Here the X variable contains all the columns from the dataset, except 'Petrol_Consumption' column, which is the label. The y variable contains values from the 'Petrol_Consumption' column, which means that the X variable contains the attribute set and y variable contains the corresponding labels. Execute the following code to divide our data into training and test sets:

from sklearn.model_selection import train_test_split
X_train, X_test, y_train, y_test = train_test_split(X, y, test_size=0.2, random_state=0)

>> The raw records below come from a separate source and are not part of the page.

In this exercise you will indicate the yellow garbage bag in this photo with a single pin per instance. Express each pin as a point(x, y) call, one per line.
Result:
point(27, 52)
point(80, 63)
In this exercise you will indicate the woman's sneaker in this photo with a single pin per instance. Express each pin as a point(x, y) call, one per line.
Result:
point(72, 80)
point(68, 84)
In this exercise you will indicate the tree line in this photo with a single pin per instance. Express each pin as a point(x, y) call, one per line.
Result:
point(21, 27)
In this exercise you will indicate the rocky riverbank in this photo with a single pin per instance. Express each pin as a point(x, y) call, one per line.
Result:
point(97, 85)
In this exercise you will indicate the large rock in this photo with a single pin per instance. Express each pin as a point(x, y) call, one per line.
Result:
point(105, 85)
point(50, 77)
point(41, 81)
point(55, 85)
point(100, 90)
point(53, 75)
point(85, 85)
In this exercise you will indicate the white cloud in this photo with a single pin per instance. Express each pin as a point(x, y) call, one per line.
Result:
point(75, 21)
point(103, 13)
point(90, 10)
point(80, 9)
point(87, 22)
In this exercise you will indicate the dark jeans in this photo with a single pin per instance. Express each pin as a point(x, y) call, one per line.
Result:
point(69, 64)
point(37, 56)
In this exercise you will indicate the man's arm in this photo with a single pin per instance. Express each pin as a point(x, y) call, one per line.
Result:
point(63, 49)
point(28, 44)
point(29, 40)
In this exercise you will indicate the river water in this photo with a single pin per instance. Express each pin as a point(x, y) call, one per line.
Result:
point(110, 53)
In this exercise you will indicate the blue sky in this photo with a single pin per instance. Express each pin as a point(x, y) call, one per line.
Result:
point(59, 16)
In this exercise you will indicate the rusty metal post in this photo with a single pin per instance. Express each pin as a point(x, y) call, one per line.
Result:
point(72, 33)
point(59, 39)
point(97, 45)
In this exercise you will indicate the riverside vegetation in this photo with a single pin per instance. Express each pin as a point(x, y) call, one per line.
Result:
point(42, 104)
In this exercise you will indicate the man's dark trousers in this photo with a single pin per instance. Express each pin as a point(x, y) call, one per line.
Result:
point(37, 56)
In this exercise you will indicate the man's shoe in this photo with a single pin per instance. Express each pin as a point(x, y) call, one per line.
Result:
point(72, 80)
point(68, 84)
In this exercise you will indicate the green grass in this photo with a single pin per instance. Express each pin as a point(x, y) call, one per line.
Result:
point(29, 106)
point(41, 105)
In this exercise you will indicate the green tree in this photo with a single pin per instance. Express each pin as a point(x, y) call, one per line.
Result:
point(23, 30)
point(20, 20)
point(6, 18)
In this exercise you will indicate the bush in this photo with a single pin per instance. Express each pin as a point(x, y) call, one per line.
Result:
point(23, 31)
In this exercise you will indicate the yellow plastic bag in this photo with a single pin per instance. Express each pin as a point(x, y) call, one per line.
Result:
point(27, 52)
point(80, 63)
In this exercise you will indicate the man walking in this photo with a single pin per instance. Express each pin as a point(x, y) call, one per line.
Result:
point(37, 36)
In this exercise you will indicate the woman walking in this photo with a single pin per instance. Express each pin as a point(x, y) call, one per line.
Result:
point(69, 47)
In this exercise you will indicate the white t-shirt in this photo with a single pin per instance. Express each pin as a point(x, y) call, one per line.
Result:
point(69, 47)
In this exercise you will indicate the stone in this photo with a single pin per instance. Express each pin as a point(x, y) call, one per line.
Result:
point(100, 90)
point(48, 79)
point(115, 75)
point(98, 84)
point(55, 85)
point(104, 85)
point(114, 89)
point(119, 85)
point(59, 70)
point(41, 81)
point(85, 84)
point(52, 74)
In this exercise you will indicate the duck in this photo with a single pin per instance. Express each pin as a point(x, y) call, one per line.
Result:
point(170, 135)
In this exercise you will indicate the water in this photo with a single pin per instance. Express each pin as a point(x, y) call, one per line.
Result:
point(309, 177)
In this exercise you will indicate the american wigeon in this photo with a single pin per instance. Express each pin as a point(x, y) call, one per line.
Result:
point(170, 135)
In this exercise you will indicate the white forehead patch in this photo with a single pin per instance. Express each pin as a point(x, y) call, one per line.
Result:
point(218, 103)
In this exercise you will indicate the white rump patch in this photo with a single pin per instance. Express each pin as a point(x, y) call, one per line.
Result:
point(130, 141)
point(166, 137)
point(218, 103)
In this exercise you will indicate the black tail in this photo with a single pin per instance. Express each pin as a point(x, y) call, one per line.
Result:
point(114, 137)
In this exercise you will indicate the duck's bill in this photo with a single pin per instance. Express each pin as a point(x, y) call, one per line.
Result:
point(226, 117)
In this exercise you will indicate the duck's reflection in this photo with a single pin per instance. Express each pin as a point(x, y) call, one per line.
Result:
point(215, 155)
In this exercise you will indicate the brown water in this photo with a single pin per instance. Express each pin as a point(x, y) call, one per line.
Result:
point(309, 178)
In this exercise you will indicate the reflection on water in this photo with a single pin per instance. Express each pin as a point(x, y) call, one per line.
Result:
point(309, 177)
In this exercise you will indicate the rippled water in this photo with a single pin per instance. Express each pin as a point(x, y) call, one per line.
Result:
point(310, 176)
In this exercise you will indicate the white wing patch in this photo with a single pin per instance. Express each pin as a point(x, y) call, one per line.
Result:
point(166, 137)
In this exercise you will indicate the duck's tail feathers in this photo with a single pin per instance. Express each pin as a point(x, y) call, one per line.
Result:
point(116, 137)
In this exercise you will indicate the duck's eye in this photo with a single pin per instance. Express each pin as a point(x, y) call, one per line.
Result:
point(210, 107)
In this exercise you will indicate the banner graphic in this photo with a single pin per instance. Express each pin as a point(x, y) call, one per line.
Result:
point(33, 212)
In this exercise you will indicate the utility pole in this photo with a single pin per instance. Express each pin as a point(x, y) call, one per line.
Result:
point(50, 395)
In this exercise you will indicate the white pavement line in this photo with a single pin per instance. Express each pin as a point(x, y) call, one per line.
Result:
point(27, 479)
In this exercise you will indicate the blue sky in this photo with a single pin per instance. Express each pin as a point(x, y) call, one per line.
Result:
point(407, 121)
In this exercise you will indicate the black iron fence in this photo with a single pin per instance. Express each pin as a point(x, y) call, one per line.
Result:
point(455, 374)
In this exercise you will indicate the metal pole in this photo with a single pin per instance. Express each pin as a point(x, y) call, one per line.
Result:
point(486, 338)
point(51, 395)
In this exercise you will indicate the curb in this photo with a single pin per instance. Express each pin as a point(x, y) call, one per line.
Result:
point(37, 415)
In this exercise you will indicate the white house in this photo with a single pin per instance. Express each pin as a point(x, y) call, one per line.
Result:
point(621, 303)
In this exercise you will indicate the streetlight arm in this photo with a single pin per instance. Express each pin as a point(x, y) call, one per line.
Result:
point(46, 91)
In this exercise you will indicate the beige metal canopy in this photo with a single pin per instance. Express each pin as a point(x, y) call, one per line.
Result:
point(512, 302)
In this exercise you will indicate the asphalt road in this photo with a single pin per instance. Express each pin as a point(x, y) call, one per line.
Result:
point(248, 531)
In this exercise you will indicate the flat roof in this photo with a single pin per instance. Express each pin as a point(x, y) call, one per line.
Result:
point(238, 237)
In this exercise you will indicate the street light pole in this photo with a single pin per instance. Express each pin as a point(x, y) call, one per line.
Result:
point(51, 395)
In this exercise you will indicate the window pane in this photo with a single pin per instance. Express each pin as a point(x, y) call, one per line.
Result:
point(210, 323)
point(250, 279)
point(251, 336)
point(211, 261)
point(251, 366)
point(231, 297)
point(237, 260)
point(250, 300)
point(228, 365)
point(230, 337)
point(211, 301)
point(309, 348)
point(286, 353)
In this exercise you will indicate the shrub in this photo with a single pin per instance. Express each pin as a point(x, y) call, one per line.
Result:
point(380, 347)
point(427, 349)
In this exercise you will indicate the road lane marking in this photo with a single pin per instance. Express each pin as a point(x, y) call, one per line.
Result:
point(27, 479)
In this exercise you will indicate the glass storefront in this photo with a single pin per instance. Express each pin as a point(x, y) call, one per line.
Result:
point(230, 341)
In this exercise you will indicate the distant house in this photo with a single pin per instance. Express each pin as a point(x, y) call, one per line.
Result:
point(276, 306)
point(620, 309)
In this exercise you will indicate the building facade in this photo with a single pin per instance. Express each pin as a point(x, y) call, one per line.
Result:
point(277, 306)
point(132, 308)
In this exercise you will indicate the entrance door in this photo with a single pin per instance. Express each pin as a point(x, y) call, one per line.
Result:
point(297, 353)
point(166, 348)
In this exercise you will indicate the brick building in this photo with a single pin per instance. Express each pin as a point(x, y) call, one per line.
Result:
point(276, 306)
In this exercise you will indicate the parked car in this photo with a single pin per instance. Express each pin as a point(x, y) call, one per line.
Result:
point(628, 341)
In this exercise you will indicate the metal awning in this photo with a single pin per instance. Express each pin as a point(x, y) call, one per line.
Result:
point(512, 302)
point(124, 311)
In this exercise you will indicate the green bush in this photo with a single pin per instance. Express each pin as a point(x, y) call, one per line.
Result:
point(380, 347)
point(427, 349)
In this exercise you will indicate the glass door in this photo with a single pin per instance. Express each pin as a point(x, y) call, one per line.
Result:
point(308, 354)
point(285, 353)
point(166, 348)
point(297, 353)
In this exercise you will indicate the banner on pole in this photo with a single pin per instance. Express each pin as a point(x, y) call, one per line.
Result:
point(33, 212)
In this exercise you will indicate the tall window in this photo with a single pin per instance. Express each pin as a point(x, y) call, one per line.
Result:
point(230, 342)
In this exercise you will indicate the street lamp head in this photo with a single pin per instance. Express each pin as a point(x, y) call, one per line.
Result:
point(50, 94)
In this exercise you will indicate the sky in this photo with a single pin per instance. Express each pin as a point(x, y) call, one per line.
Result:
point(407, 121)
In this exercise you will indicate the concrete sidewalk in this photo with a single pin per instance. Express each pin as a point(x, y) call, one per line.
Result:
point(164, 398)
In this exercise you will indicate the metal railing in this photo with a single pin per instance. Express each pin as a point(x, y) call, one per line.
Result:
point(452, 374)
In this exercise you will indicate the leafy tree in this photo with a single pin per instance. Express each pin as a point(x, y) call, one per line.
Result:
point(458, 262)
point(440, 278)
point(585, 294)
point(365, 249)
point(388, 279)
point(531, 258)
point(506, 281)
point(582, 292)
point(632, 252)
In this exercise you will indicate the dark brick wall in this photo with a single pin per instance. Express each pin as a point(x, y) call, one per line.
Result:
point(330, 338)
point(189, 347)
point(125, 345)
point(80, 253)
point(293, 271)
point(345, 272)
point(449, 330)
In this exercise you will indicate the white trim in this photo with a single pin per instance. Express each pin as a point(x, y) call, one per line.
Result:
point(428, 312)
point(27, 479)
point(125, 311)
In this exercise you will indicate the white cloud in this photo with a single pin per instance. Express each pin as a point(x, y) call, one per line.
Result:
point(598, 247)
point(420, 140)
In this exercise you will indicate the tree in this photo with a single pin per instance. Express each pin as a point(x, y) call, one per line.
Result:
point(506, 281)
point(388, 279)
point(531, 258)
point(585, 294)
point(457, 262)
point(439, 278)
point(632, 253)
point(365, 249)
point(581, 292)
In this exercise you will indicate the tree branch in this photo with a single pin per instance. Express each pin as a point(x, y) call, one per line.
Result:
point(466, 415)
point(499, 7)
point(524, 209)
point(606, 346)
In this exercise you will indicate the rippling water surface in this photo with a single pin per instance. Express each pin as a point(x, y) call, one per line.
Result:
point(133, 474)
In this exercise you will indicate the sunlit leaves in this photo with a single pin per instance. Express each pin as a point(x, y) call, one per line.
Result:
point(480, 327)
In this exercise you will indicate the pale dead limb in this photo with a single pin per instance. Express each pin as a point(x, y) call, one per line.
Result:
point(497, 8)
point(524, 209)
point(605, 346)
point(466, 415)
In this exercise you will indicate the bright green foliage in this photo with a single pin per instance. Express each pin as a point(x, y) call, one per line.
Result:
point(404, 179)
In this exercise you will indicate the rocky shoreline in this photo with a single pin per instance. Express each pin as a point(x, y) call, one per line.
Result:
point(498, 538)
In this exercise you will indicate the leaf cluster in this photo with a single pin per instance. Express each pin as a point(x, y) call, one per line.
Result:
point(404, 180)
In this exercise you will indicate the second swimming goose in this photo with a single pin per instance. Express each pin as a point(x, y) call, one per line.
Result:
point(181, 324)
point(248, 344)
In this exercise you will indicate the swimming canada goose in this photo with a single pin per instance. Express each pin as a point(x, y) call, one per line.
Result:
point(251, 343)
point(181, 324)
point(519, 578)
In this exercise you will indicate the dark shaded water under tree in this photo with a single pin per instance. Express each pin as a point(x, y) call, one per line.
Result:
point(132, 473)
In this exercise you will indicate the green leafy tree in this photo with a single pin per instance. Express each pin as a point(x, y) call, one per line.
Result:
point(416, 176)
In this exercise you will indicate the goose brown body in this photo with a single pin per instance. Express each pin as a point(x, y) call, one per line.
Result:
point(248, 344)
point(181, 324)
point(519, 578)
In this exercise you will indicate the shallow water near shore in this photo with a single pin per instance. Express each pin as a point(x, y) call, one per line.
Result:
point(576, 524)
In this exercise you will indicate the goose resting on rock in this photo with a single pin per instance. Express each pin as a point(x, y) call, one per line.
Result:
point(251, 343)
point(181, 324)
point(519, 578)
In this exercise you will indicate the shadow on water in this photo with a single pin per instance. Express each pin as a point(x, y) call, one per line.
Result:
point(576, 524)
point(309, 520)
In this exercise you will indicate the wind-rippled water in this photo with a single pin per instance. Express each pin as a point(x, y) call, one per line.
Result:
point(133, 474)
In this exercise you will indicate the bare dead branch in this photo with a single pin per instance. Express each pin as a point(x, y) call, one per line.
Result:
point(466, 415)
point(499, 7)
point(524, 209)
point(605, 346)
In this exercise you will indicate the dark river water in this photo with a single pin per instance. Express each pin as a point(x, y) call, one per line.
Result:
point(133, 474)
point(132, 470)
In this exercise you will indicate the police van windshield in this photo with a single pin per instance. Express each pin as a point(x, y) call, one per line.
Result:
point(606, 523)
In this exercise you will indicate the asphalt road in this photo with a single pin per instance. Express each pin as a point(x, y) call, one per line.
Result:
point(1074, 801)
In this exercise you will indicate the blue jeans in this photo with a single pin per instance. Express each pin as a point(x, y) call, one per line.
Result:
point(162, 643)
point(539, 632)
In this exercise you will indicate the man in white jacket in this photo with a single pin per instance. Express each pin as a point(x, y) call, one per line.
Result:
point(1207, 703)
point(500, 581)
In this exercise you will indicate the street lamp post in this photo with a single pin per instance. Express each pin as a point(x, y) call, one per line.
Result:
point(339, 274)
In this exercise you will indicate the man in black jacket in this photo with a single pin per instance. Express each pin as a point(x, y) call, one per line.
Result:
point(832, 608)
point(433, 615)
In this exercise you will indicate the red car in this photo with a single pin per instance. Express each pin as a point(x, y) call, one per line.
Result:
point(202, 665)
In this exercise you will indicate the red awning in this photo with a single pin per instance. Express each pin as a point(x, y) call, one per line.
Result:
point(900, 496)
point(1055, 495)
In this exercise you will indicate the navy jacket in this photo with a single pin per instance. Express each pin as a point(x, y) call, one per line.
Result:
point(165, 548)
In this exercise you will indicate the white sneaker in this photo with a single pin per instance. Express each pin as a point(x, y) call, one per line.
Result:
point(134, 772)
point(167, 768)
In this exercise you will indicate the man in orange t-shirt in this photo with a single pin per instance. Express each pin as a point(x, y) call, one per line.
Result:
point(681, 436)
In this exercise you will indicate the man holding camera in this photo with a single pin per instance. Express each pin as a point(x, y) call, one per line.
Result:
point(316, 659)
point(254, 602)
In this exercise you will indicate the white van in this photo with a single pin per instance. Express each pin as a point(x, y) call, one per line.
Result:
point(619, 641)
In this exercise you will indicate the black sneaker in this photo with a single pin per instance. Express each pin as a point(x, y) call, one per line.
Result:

Training and Making Predictions

As mentioned earlier, for a regression task we'll use a different sklearn class than we did for the classification task. The class we'll be using here is the DecisionTreeRegressor class, as opposed to the DecisionTreeClassifier from before. To train the tree, we'll instantiate the DecisionTreeRegressor class and call the fit method:

from sklearn.tree import DecisionTreeRegressor
regressor = DecisionTreeRegressor()
regressor.fit(X_train, y_train)
To make predictions on the test set, ues the predict method:

y_pred = regressor.predict(X_test)

Now let's compare some of our predicted values with the actual values and see how accurate we were:

df=pd.DataFrame({'Actual':y_test, 'Predicted':y_pred})
df

The output looks like this:

Actual	Predicted
41	699	631.0
2	561	524.0
12	525	510.0
36	640	704.0
38	648	524.0
9	498	510.0
24	460	510.0
13	508	603.0
35	644	631.0

Remember that in your case the records compared may be different, depending upon the training and testing split. Since the train_test_split method randomly splits the data we likely won't have the same training and test sets.

Evaluating the Algorithm

To evaluate performance of the regression algorithm, the commonly used metrics are mean absolute error, mean squared error, and root mean squared error. The Scikit-Learn library contains functions that can help calculate these values for us. To do so, use this code from the metrics package:

from sklearn import metrics
print('Mean Absolute Error:', metrics.mean_absolute_error(y_test, y_pred))
print('Mean Squared Error:', metrics.mean_squared_error(y_test, y_pred))
print('Root Mean Squared Error:', np.sqrt(metrics.mean_squared_error(y_test, y_pred)))
The output should look something like this:

Mean Absolute Error: 54.7
Mean Squared Error: 4228.9
Root Mean Squared Error: 65.0299930801

The mean absolute error for our algorithm is 54.7, which is less than 10 percent of the mean of all the values in the 'Petrol_Consumption' column. This means that our algorithm did a fine prediction job.